The lack of a good well-thought-out transition mechanism can in effect be a show-stopper for any proposed change to widely-deployed existing protocol.
IPv6 has 'dual stack'. It doesn't suffer the 1st problem, but its transition burden _still_ prevents universal IPv6 connectivity'. ASN routing would probably have a similar fate, unless someone came up with a bulletproof easy-as-pie transition mechanism (something preferably better than dual stack).
So, how does a HTTP client indicate in the IP packet, the destination ASN obtained from looking up the value of this AA record? And how does that packet get to the web server at another provider, when the user's ISP or their ISP's upstream transit provider is not "ASN-routing-ready" yet.........
Or do you suggest an internet flag day?
Also, the socket peer of every IP transaction needs to know the source ASN, that means if you modify IP packets to add a 'destination ASN field', you also need a 'source ASN' field.
Else there will be no way for the server to send return traffic with full IP information, or even complete TCP connection handshake reliably, especially in multi-homed scenarios.

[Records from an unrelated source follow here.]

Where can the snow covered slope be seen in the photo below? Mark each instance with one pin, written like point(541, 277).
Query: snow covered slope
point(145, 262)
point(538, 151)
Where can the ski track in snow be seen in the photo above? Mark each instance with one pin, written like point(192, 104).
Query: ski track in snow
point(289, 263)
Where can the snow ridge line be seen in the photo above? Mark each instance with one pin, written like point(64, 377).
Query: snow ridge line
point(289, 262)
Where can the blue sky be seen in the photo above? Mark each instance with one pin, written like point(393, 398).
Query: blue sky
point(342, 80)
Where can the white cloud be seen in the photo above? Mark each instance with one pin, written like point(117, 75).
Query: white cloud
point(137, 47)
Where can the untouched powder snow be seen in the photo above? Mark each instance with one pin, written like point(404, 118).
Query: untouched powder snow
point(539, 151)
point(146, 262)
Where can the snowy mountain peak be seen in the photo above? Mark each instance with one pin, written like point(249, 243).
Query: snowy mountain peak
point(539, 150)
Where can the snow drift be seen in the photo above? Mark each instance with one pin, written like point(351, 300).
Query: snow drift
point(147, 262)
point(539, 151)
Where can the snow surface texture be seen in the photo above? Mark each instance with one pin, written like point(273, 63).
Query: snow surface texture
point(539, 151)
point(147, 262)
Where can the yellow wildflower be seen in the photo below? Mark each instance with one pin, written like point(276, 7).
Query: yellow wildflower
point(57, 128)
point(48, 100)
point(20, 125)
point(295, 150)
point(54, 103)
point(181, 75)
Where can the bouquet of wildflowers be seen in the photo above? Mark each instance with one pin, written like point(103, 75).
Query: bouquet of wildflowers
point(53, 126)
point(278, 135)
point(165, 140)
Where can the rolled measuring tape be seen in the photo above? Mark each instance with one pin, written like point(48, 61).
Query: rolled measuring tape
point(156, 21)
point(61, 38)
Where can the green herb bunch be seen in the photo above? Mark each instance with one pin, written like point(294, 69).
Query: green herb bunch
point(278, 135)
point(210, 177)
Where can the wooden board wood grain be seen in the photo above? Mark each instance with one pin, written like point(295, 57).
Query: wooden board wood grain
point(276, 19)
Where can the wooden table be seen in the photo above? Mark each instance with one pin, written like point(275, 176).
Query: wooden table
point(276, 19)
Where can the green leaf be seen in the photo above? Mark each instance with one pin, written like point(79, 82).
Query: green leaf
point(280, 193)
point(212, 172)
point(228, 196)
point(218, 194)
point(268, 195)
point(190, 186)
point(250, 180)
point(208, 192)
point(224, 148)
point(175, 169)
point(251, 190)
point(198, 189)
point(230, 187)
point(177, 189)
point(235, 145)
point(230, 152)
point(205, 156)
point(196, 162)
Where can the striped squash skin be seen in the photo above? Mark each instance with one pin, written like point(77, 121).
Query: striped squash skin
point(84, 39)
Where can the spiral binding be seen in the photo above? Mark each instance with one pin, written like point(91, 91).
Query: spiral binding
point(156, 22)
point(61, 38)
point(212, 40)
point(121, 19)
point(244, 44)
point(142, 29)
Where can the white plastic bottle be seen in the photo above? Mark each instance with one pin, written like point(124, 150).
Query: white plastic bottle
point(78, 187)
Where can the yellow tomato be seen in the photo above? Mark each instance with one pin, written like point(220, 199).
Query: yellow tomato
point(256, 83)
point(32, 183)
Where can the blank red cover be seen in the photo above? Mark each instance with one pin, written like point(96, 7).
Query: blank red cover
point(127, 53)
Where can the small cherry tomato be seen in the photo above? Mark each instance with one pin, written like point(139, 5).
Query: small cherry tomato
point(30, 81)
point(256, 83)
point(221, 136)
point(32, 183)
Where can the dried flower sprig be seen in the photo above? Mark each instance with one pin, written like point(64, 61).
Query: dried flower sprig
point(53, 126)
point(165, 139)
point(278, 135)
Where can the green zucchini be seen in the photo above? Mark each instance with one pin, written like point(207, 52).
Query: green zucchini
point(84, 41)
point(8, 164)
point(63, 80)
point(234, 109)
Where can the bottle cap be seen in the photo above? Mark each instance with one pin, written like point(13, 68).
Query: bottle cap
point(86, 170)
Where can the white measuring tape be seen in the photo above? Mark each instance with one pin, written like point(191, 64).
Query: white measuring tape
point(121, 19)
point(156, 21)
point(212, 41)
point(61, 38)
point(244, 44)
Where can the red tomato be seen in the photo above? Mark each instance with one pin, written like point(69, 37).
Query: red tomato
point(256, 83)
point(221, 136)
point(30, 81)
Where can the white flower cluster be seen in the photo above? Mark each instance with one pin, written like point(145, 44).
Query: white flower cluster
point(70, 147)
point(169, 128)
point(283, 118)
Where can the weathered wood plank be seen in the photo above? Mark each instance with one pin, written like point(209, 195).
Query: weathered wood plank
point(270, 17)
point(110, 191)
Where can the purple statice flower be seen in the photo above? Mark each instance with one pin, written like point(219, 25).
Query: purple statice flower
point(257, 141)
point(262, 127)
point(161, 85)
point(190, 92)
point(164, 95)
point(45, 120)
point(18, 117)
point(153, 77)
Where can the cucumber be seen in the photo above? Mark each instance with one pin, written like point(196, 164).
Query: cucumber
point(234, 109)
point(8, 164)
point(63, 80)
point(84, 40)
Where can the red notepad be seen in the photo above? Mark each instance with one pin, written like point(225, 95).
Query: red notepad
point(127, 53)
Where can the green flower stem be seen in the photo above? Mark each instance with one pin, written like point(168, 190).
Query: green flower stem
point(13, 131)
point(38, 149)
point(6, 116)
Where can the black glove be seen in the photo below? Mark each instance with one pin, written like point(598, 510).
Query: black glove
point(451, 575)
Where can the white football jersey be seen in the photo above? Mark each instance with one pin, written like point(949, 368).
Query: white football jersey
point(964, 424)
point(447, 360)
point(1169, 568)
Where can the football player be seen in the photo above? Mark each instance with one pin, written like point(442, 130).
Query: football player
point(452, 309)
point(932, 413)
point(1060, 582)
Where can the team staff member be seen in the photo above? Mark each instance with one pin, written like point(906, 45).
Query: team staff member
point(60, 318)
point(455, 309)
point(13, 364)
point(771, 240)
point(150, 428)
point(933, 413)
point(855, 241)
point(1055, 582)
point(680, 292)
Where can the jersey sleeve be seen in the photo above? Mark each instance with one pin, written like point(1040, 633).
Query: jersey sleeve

Another result is if either connection endpoint does not know about the new 'ASN packet labelling', they will be unable to properly label their return traffic (particularly in the case of multi-homed networks)... resulting in lack of ability to connect to each other, as the return traffic goes somewhere other than where expected
ASN routing would also have some interesting implications for multi-homing in general. Introduces some potentially troubling scenarios where a malicious actor might find some advantage in the ability to force the ASN destination of arbitrary spoofed packets to something unnatural.